Unabhängige Anbieter dürfen der Ankündigung zufolge künftig ihre Programme auf dem iPhone speichern. Bislang sperrte Apple solche Anwendungen aus, erlaubte nur simple Mini-Anwendungen im iPhone-Browser. Anfang kommenden Jahres soll diese Barriere fallen, verspricht Apple-Boss Jobs auf der Firmenseite und freut sich auf "hundert neue Anwendungen" von einer "lebhaften Entwicklergemeinde".
Apple-Chef Jobs: Träumt von einer "lebhaften Entwicklergemeinde" für das iPhone
Ende September hatte Apple mit einer aktualisierten Betriebssoftware geknackte iPhones unbrauchbar gemacht und nebenbei alle nützlichen Anwendungen unabhängiger Programmierer ausgesperrt: Instant Messaging, Positionsbestimmung, Diktiergerät, eBook-Darstellung. Steve Jobs hatte bei seiner iPhone-Show in London gesagt: "Leute versuchen, das Gerät aufzubrechen. Unser Job ist es, sie zu stoppen."
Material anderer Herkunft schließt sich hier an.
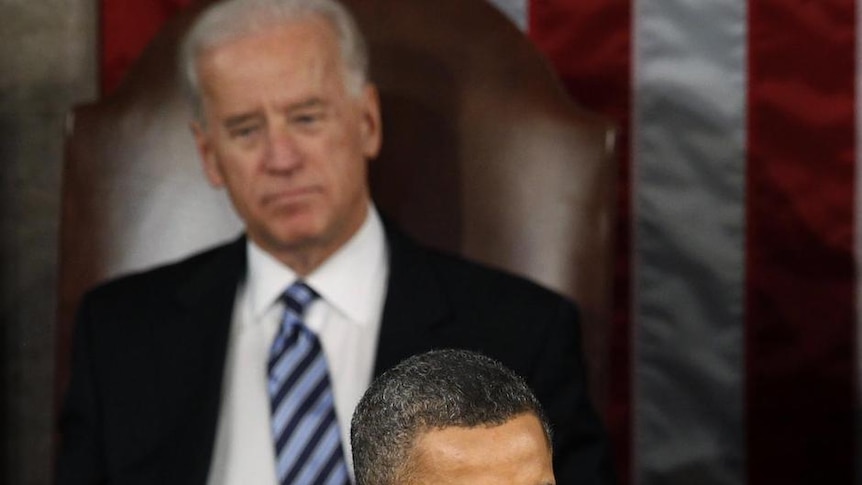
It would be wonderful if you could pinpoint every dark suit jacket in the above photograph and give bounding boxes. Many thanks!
[57,230,612,485]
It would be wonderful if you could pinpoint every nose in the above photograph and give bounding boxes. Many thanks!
[264,128,303,172]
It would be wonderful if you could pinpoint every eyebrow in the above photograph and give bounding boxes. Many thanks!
[222,113,260,129]
[287,96,328,111]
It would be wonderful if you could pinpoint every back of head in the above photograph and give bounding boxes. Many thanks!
[350,350,550,485]
[179,0,369,120]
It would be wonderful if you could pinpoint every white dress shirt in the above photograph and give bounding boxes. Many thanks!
[209,207,389,485]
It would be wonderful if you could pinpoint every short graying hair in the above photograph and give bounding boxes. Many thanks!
[179,0,369,122]
[350,350,551,485]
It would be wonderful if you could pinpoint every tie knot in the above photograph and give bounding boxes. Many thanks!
[281,281,318,317]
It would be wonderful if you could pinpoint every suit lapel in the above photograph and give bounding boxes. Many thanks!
[374,224,452,376]
[152,238,246,483]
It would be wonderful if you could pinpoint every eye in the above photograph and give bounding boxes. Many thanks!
[229,124,260,138]
[291,111,324,125]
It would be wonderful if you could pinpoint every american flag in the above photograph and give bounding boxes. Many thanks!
[101,0,862,485]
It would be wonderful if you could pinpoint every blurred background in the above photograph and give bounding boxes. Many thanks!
[0,0,862,485]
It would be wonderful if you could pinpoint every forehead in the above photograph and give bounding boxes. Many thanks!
[412,414,554,485]
[197,16,343,105]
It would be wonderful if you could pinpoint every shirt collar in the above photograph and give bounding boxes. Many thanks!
[246,205,387,325]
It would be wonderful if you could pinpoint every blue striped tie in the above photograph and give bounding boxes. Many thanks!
[268,282,350,485]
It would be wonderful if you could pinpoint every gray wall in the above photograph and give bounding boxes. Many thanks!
[0,0,97,485]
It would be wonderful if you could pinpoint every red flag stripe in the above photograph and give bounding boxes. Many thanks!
[746,0,856,478]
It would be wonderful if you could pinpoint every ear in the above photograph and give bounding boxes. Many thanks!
[360,84,383,160]
[189,121,224,187]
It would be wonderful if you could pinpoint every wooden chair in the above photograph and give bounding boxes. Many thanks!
[58,0,615,407]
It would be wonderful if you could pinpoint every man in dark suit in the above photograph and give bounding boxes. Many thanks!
[58,0,612,484]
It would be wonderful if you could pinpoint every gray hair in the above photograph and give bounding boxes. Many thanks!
[179,0,369,121]
[350,350,551,485]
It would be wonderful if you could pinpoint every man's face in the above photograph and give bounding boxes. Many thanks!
[407,414,555,485]
[192,17,380,274]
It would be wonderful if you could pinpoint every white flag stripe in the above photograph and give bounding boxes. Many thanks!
[632,0,747,485]
[489,0,530,32]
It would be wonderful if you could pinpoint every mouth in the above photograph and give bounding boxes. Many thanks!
[261,187,320,206]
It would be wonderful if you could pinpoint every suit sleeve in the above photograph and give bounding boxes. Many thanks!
[55,294,107,485]
[531,300,616,485]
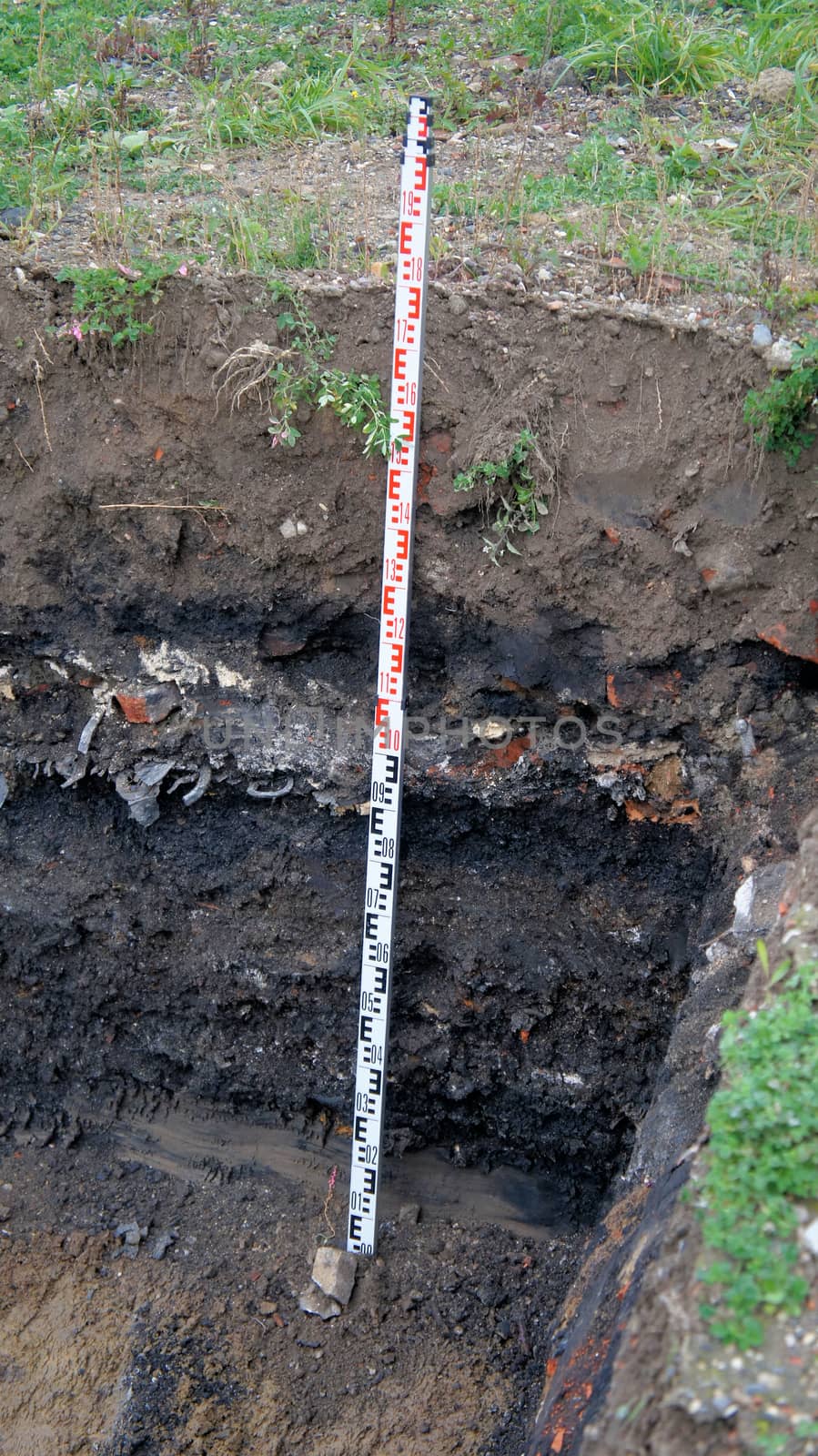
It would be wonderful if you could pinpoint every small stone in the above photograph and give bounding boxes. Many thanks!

Das rabiate Vorgehen erzürnte Apple-Fans. Die Reaktionen waren alles andere als wohlwollend. Die Apple-Fans selbst und auch die Presse, von "Wired" bis zur "New York Times" schimpften, Apple habe das iPhone mit der Aussperrung verkrüppelt.
Und wie schon beim Proteststurm nach der drastischen Preissenkung, die Frühkäufer für ihren Eifer bestrafte, reagierte das Unternehmen aus Cupertino auch dieses Mal. Kein Unternehmen erfährt derzeit so stark am eigenen Leib, was es heißt, in Zeiten der Internet-Öffentlichkeit Produkt-PR zu machen.